When reviewing absentee ballot records from a Wisconsin town, I was surprised to find that two ballots were rejected because the voter was adjudicated “incompetent.” While I was vaguely aware of “competency” laws, it wasn’t until I conducted some research of my own that I realized just how restrictive they can be—one of the many ways in which voters may be disenfranchised.
Voter competency laws should be narrowly tailored to maintain the balance between election integrity and civil rights and prevent the disenfranchisement of capable voters. Instead, these laws vary by state and often raise legal and ethical concerns. There is no one-size-fits-all definition of mental capacity, and in many states, broad disqualifications may exclude otherwise able and eligible voters.

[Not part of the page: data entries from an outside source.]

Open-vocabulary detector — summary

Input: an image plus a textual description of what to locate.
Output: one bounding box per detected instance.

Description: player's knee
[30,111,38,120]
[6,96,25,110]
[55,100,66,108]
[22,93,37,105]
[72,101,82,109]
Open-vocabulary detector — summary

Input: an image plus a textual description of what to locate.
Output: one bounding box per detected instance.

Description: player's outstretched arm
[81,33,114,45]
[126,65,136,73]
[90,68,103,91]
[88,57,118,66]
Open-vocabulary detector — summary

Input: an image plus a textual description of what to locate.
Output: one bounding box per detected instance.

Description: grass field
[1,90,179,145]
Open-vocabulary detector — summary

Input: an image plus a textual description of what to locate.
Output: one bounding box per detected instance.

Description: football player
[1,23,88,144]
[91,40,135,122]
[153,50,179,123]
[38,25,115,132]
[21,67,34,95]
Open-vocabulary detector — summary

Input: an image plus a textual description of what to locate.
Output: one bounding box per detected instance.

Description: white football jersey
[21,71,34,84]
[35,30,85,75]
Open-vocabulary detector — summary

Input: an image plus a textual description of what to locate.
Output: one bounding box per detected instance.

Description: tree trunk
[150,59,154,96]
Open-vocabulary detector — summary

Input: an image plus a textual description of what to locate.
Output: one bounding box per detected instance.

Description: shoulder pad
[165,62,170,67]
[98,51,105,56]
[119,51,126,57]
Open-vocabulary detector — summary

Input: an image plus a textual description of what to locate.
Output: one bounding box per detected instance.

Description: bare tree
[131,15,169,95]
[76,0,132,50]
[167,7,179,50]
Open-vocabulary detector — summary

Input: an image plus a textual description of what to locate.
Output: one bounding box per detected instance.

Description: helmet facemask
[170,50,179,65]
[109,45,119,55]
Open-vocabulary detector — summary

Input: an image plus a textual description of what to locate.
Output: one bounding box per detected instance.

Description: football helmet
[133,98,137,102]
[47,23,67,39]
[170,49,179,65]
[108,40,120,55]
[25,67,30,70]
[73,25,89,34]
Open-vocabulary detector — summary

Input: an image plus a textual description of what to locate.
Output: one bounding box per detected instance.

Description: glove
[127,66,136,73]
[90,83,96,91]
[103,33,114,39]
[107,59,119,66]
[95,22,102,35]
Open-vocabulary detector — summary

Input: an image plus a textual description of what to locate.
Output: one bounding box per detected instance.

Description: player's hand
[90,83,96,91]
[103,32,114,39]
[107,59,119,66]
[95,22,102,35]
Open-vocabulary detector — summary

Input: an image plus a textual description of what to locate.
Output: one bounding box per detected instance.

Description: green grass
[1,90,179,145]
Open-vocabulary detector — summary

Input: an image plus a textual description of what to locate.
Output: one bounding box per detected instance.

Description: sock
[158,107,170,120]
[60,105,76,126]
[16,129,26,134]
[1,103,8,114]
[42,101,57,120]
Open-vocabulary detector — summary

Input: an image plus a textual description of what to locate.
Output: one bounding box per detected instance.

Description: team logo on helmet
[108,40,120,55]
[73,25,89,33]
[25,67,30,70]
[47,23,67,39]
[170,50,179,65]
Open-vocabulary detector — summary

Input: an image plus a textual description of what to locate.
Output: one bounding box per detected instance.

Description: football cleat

So, how exactly is one deemed “incompetent” in relation to voting? First, incompetency must be adjudicated by a court. According to A Class Left Behind: an Assessment of State Voter Competency Laws and the Disenfranchisement of People With Mental Disabilities by legal scholar Lily Verbeck, in most states, the loss of voting rights because of mental incapacity occurs at a conservatorship or guardianship hearing. At such hearings, a judge determines whether an individual lacks the capacity to manage their personal affairs and make decisions relating to health, finances, and safety.
Most states lack a standard definition of mental incapacitation or incompetence; instead, the judge has sole discretion to make this determination. Judges can revoke the right to vote from any individual presented to them in a conservatorship case. In some cases, again, according to Verbeck, they may even ask these individuals to demonstrate knowledge of elections and politics––an expectation far beyond what is required from the public.
States generally fall into three categories when it comes to voting and mental competency:
- Automatic Disqualification: Some states, such as Missouri, remove voting rights from anyone adjudicated incompetent/incapacitated or under full guardianship, regardless of the individual’s actual ability to vote.
- Capacity-Based Restrictions: Others, like California, allow courts to assess whether an individual specifically lacks the capacity to vote, often based on whether they understand the nature and effect of voting.
- No Disqualification: A growing number of states, including Maine and New Hampshire, place no restrictions on voting based on guardianship or mental capacity, affirming the principle that all citizens should be presumed competent to vote. Currently, 10 states have no disqualification statutes or provisions in their constitutions.
While national sentiment toward mental health and disabilities has progressed into a more positive stance, many laws remain stuck in the past––reminiscent of an era of asylums and lobotomies. Some states even retain archaic language in their constitutions barring “idiots and insane persons” from voting, such as Kentucky, Mississippi, and Ohio.
So, how do we bring voter competency laws to the present? The American Bar Association promotes a presumption of capacity, with disqualification only if there is a clear finding that the individual cannot communicate, with or without accommodation, a desire to vote. Adopting this inclusive standard across all states would ensure that everyone has a voice in our democracy, regardless of disability. This is important because a government cannot properly represent its constituents if significant numbers of capable voters have been barred from participating in the election process; nor can it effectively govern on disability-related matters if the very people impacted have no say in their representation.